Turn On Date

One of my favorite discussions to have with people who have chronic illness, invisible or visible disabilities, or living a “new normal”, is sharing stories of how their adopted vernacular throws others they communicate with for a loop. We probably all have stories to tell. If your life is different because of a surgery, technology, or diagnosis, you may be using words and phrases that confuse and irritate folks who don’t live a similar life. I try to be careful and take a quick look around at WHO I’m talking to when having a conversation, but that is after really screwing up a lot in the early years. Here are some of my more memorable screw ups:

Your Turn On Date

Johns Hopkins sends folks my way when they are considering a cochlear implant, especially if they have Meniere’s disease as well. I have learned that when talking to someone new to the idea of cochlear implants, you cannot talk to them like someone who has already had the surgery. Cochlear implant peeps throw around terms that make perfect sense to US, but not so much to others. Case in point: I met with a lady with Meniere’s at a library who was investigating cochlear implants. At some point in the conversation I said, “Now the date you are turned on, you need to have a designated driver if possible. Everything will be so strange and you may not be able to drive safely if you don’t have someone to drive for you after you are turned on“.

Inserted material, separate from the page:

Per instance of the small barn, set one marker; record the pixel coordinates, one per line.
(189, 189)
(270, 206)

Her eyes got big and she paled. She stuttered out, “Wha…wha… WHAT!?!?” I’m savvy enough to figure out by the way she answered that she didn’t understand my terminology. I thought I’d clear it up but succeeded in only making it worse…

“Yes, when you go to the audiologist and they turn you on…” I stopped. Seeing her dropped jaw will silence me. I backed up and tried again, using “activation date” instead of “turn on date”. Do you know something? Unlike others who meet with me, she never followed up with post-surgery emails or meetings! <BIG GRIN>

I Lost My Ears

I had only been activated 8 months when I lost my ears. Now for CI folks, they get that when we talk about our “ears” we are talking about the external technology… not about our “listening appendages”. I was in a super Walmart, looking for a very specific jar of dill pickles (because yes… I’m that picky), when my cochlear implant – which has a magnetic coil to keep it on my head – flew off my ear and into the pickles.

Had I stayed still and searched the immediate jars I would have found it right off. As it was, being new to “hearing again”, I immediately stood up and screeched because my world had suddenly and completely gone SILENT. An older lady shopping amongst the same shelved pickles looked at me strange. I nervously picked up jars of pickles looking for my “ear”. The lady came closer and joked, “Are you pregnant?“. I turned to her with big tears in my eyes which made her come closer and immediately quit teasing me.

“Are you OK?” she asked kindly. I looked at her and wailed, “I lost my ear! I can’t find it!”

She looked at me bug-eyed and walked away. Quickly.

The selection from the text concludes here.